Forum Moderators: goodroi

Message Too Old, No Replies

Google No Longer Supports Noindex, Nofollow and Crawl-Delay in Robots.txt

         

engine

4:58 pm on Jul 4, 2019 (gmt 0)

WebmasterWorld Administrator 10+ Year Member Top Contributors Of The Month



Google has clarified the unsupported rules in robots.txt, which it recently announced was submitted to open source. [webmasterworld.com]

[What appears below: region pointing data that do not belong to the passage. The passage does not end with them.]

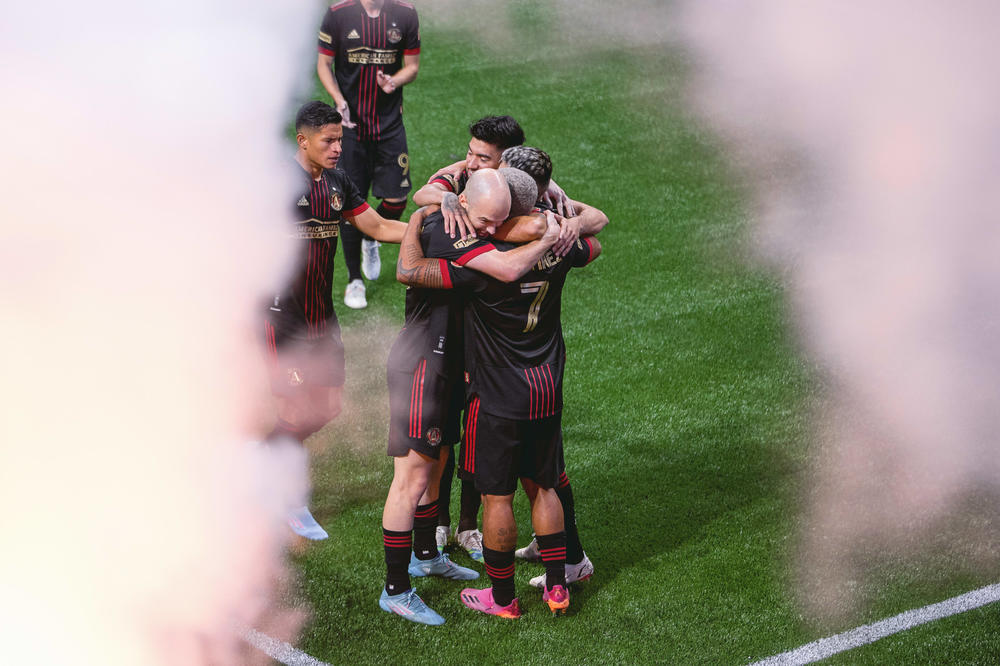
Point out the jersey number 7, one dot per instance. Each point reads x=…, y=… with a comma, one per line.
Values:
x=539, y=289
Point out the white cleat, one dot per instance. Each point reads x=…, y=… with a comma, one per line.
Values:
x=529, y=552
x=354, y=295
x=303, y=524
x=371, y=264
x=582, y=570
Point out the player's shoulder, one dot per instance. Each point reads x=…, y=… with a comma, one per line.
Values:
x=343, y=4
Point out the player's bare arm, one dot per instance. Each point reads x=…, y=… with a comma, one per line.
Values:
x=376, y=226
x=416, y=270
x=406, y=74
x=585, y=221
x=324, y=70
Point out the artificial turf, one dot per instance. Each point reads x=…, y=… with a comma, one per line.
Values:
x=687, y=404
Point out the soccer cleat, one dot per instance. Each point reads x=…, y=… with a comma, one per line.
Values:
x=482, y=601
x=529, y=552
x=354, y=295
x=582, y=570
x=440, y=566
x=371, y=264
x=557, y=598
x=303, y=524
x=409, y=606
x=441, y=536
x=472, y=542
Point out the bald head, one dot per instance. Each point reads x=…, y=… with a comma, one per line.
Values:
x=487, y=200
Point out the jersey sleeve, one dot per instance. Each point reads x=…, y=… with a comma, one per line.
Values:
x=582, y=252
x=411, y=40
x=328, y=34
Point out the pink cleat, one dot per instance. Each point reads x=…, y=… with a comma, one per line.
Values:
x=557, y=598
x=482, y=600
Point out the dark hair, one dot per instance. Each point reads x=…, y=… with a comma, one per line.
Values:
x=500, y=131
x=534, y=162
x=315, y=114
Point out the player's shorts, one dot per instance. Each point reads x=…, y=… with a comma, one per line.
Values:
x=383, y=165
x=501, y=450
x=424, y=411
x=295, y=364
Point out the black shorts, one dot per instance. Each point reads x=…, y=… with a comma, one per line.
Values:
x=424, y=411
x=383, y=165
x=501, y=450
x=295, y=363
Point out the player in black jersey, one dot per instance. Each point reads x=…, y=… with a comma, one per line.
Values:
x=425, y=388
x=538, y=165
x=302, y=335
x=514, y=363
x=368, y=50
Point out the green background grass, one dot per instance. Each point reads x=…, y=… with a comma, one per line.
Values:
x=686, y=416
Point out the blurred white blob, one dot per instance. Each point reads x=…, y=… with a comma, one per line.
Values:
x=143, y=207
x=872, y=132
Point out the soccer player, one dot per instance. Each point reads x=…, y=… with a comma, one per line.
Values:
x=426, y=389
x=514, y=355
x=538, y=165
x=302, y=335
x=369, y=50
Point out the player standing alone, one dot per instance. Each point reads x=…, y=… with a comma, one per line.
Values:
x=368, y=50
x=302, y=335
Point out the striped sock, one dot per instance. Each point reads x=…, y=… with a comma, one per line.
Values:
x=552, y=548
x=424, y=524
x=397, y=560
x=500, y=567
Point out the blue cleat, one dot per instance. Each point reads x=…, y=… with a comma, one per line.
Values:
x=409, y=606
x=440, y=566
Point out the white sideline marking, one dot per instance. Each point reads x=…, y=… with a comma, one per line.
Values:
x=280, y=651
x=869, y=633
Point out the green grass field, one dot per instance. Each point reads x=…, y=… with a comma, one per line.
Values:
x=686, y=418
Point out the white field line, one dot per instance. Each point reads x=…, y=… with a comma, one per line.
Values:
x=869, y=633
x=280, y=651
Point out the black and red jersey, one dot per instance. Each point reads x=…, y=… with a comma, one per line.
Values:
x=360, y=47
x=451, y=183
x=514, y=349
x=303, y=309
x=433, y=328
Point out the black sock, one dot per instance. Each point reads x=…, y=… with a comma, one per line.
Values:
x=397, y=560
x=444, y=490
x=574, y=551
x=391, y=210
x=500, y=567
x=350, y=241
x=468, y=517
x=553, y=550
x=424, y=522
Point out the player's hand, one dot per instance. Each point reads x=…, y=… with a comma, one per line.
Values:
x=569, y=232
x=552, y=229
x=345, y=113
x=455, y=217
x=555, y=197
x=385, y=82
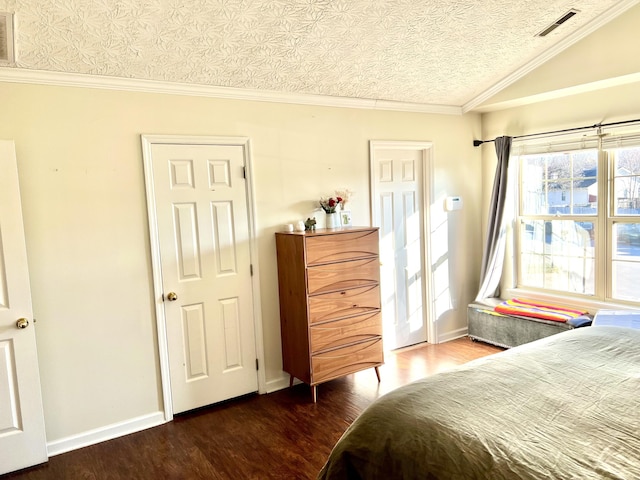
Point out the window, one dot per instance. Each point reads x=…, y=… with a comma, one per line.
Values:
x=578, y=220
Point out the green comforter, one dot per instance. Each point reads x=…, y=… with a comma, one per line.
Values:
x=564, y=407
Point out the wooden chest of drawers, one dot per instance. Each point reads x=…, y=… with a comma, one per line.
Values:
x=329, y=284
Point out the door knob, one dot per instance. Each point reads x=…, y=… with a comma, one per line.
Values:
x=22, y=323
x=172, y=297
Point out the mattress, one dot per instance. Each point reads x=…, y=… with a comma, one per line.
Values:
x=566, y=406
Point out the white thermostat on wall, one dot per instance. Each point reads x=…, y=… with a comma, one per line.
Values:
x=452, y=203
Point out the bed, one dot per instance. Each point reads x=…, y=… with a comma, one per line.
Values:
x=563, y=407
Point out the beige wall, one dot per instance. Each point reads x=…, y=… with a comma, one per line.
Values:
x=81, y=177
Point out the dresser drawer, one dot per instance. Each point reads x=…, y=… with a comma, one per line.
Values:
x=339, y=276
x=341, y=246
x=343, y=361
x=343, y=303
x=345, y=332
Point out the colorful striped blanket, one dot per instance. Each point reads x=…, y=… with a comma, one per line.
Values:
x=526, y=308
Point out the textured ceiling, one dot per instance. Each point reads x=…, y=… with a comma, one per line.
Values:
x=436, y=52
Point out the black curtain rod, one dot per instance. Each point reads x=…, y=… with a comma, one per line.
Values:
x=477, y=143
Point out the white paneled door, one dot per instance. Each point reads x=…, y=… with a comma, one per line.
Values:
x=203, y=234
x=22, y=435
x=398, y=209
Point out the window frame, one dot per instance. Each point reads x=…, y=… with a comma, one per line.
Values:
x=604, y=221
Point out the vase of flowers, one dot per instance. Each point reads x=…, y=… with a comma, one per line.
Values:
x=331, y=206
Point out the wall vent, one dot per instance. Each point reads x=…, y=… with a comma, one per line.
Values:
x=557, y=23
x=6, y=39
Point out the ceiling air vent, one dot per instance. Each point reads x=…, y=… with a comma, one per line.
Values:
x=557, y=23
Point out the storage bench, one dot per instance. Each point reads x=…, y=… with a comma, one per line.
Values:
x=508, y=331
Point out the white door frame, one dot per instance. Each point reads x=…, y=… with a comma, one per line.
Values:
x=161, y=320
x=427, y=202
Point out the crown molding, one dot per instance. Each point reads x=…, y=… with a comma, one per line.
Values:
x=560, y=93
x=43, y=77
x=548, y=54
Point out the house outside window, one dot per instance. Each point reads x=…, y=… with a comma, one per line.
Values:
x=577, y=228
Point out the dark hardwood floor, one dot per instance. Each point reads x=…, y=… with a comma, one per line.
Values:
x=282, y=435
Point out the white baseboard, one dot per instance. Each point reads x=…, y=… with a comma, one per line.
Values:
x=280, y=383
x=445, y=337
x=108, y=432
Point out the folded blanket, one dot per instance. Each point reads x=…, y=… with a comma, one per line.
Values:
x=544, y=311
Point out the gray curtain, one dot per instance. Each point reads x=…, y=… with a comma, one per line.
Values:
x=493, y=257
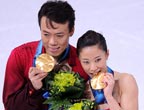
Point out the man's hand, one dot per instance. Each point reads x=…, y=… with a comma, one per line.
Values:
x=36, y=76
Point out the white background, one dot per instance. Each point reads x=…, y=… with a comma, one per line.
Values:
x=120, y=21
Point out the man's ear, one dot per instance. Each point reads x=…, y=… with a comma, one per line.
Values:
x=72, y=31
x=107, y=54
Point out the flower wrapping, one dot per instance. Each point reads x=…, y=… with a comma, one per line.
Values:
x=66, y=91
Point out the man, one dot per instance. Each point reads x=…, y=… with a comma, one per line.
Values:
x=23, y=81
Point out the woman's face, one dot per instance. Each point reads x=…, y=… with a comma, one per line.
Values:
x=93, y=60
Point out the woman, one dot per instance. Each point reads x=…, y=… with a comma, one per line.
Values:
x=120, y=91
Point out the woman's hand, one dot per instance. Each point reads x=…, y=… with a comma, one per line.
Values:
x=109, y=80
x=36, y=76
x=88, y=92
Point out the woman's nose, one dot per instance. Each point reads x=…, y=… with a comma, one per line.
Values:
x=53, y=40
x=93, y=68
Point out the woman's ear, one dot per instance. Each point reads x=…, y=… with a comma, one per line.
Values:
x=72, y=31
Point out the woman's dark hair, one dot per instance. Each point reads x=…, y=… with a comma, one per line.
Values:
x=91, y=38
x=59, y=12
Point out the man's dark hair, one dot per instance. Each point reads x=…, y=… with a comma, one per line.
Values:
x=57, y=11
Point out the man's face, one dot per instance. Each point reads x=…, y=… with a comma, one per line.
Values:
x=55, y=40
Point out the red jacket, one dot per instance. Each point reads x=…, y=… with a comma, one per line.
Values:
x=18, y=92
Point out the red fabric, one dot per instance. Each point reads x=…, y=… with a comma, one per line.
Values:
x=18, y=92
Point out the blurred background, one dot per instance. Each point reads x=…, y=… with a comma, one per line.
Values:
x=120, y=21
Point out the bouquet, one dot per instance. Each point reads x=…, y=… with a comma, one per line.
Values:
x=65, y=92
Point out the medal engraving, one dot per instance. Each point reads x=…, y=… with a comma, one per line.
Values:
x=96, y=81
x=45, y=62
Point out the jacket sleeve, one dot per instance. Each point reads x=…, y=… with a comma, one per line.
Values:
x=18, y=92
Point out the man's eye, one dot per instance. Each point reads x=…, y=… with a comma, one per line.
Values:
x=46, y=34
x=60, y=35
x=97, y=60
x=85, y=62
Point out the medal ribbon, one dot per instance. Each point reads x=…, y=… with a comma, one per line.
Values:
x=99, y=94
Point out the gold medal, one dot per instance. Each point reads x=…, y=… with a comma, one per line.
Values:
x=45, y=62
x=96, y=81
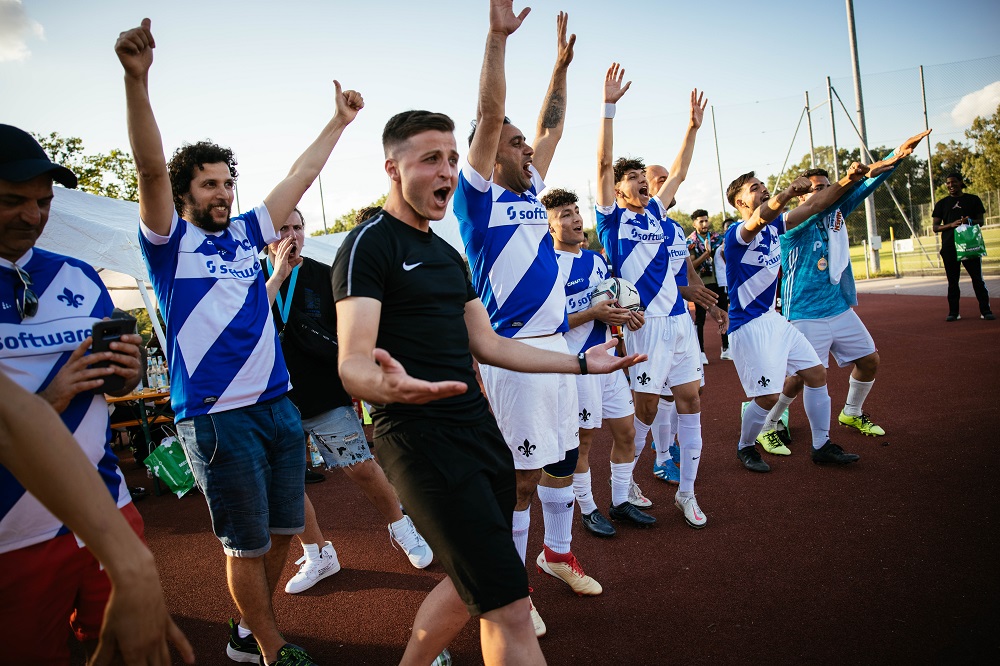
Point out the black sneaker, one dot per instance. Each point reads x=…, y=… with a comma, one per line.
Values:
x=831, y=453
x=243, y=650
x=597, y=524
x=628, y=512
x=291, y=655
x=751, y=459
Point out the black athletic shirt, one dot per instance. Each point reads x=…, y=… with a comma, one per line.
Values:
x=950, y=209
x=316, y=386
x=423, y=286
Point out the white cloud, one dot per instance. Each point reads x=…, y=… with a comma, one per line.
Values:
x=15, y=29
x=983, y=102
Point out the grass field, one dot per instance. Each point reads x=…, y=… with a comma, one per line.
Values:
x=916, y=262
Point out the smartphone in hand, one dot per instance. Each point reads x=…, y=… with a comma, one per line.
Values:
x=104, y=333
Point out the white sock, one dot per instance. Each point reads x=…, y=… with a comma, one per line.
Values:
x=641, y=430
x=664, y=430
x=817, y=404
x=689, y=438
x=557, y=513
x=583, y=492
x=856, y=395
x=522, y=520
x=784, y=402
x=753, y=418
x=621, y=479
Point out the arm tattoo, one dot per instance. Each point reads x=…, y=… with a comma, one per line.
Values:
x=555, y=111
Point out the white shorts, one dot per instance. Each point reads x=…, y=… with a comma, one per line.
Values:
x=674, y=357
x=537, y=413
x=603, y=397
x=844, y=336
x=768, y=349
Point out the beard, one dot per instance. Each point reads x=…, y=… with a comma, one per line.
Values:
x=202, y=218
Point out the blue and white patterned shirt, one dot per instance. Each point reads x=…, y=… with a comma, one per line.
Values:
x=510, y=251
x=71, y=298
x=752, y=271
x=648, y=250
x=221, y=342
x=584, y=270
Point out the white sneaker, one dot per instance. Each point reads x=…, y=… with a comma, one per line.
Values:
x=636, y=498
x=693, y=514
x=313, y=571
x=405, y=534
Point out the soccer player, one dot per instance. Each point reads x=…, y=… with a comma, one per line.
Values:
x=408, y=323
x=765, y=346
x=649, y=250
x=241, y=433
x=305, y=314
x=819, y=294
x=517, y=276
x=603, y=398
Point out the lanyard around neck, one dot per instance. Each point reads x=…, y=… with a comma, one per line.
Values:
x=284, y=307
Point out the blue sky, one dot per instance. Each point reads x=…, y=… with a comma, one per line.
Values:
x=256, y=76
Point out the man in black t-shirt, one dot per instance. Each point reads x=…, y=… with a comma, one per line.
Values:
x=306, y=317
x=956, y=209
x=408, y=324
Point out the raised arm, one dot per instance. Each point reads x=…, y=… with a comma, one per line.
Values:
x=47, y=461
x=613, y=91
x=553, y=114
x=286, y=195
x=156, y=202
x=493, y=87
x=679, y=169
x=372, y=374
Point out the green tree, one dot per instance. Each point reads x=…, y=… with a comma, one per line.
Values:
x=110, y=174
x=348, y=220
x=983, y=166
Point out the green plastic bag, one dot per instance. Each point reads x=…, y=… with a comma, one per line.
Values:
x=168, y=462
x=969, y=241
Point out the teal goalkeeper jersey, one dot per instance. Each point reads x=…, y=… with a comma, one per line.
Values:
x=807, y=290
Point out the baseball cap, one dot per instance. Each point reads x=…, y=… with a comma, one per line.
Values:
x=23, y=158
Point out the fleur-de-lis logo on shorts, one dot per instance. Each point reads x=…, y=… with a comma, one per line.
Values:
x=71, y=299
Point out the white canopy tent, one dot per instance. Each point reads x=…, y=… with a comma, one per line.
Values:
x=104, y=233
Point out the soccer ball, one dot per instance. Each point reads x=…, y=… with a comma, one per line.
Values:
x=617, y=289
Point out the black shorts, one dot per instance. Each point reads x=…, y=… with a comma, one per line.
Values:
x=458, y=486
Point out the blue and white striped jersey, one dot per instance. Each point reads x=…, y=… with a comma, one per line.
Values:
x=752, y=271
x=510, y=251
x=647, y=249
x=585, y=270
x=221, y=342
x=71, y=297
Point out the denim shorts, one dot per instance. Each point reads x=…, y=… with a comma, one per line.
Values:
x=339, y=436
x=250, y=464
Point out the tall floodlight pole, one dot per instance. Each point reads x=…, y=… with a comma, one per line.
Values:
x=873, y=239
x=833, y=129
x=812, y=146
x=322, y=205
x=718, y=163
x=930, y=168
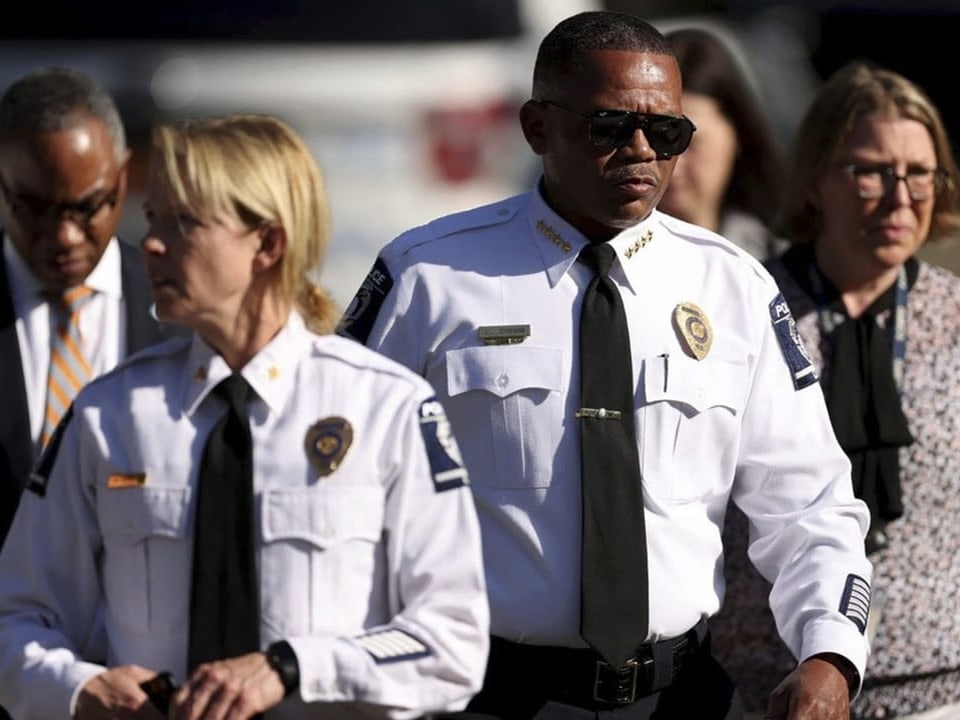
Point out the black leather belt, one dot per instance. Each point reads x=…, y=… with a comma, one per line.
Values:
x=580, y=677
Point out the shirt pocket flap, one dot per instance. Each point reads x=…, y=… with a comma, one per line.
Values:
x=134, y=514
x=696, y=384
x=323, y=516
x=503, y=369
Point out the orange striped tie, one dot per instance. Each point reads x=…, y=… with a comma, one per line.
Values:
x=69, y=368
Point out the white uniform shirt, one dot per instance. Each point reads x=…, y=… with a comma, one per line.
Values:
x=731, y=423
x=372, y=572
x=103, y=326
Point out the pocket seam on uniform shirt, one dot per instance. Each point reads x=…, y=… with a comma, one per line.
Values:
x=343, y=514
x=503, y=370
x=698, y=385
x=140, y=513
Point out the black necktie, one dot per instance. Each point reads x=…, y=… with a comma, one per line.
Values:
x=224, y=594
x=613, y=578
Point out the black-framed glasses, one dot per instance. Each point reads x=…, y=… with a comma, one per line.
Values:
x=35, y=210
x=875, y=181
x=668, y=135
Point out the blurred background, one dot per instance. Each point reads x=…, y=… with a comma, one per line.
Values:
x=410, y=105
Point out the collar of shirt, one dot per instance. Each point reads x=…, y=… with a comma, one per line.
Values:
x=271, y=372
x=559, y=242
x=27, y=291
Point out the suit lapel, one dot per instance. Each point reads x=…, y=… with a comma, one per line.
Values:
x=16, y=444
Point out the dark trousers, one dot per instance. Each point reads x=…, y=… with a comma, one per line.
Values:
x=515, y=689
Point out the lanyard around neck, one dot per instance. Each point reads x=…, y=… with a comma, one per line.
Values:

These include noindex, nofollow and crawl-delay in robots.txt

[webmasters.googleblog.com...]

NickMNS

5:21 pm on Jul 4, 2019 (gmt 0)

WebmasterWorld Senior Member 10+ Year Member Top Contributors Of The Month



I think that it is worth making this clear
These include noindex, nofollow and crawl-delay in robots.txt

This only applies to the use of these tags in the Robots.txt file.
noindex and nofollow are both still supported in the meta tag and in http headers

From the Google post:
Noindex in robots meta tags: Supported both in the HTTP response headers and in HTML, the noindex directive is the most effective way to remove URLs from the index when crawling is allowed.

Dimitri

5:39 pm on Jul 4, 2019 (gmt 0)

WebmasterWorld Senior Member 5+ Year Member Top Contributors Of The Month



I think that it is worth making this clear

Yes, some certainly had a heart-attack ...

tangor

9:11 pm on Jul 4, 2019 (gmt 0)

WebmasterWorld Senior Member 10+ Year Member Top Contributors Of The Month



This is one more reminder that the utility of robots.txt is pretty limited and that is not likely to change anytime soon.

not2easy

10:15 pm on Jul 4, 2019 (gmt 0)

WebmasterWorld Administrator 10+ Year Member Top Contributors Of The Month



From the article it looks like some folks were trying to noindex files or directories by putting something in the robots.txt file. They would be clarifying better if they went out of their way to explain that the Disallow: line keeps them from seeing the noindex meta tag. It is mentioned but does not seem clear to a good number of people, it seems to happen a lot. As the article goes on to say, those "retired" rules had never been supported as part of robots.txt and they do continue to support them as meta data such as in a robots meta tag.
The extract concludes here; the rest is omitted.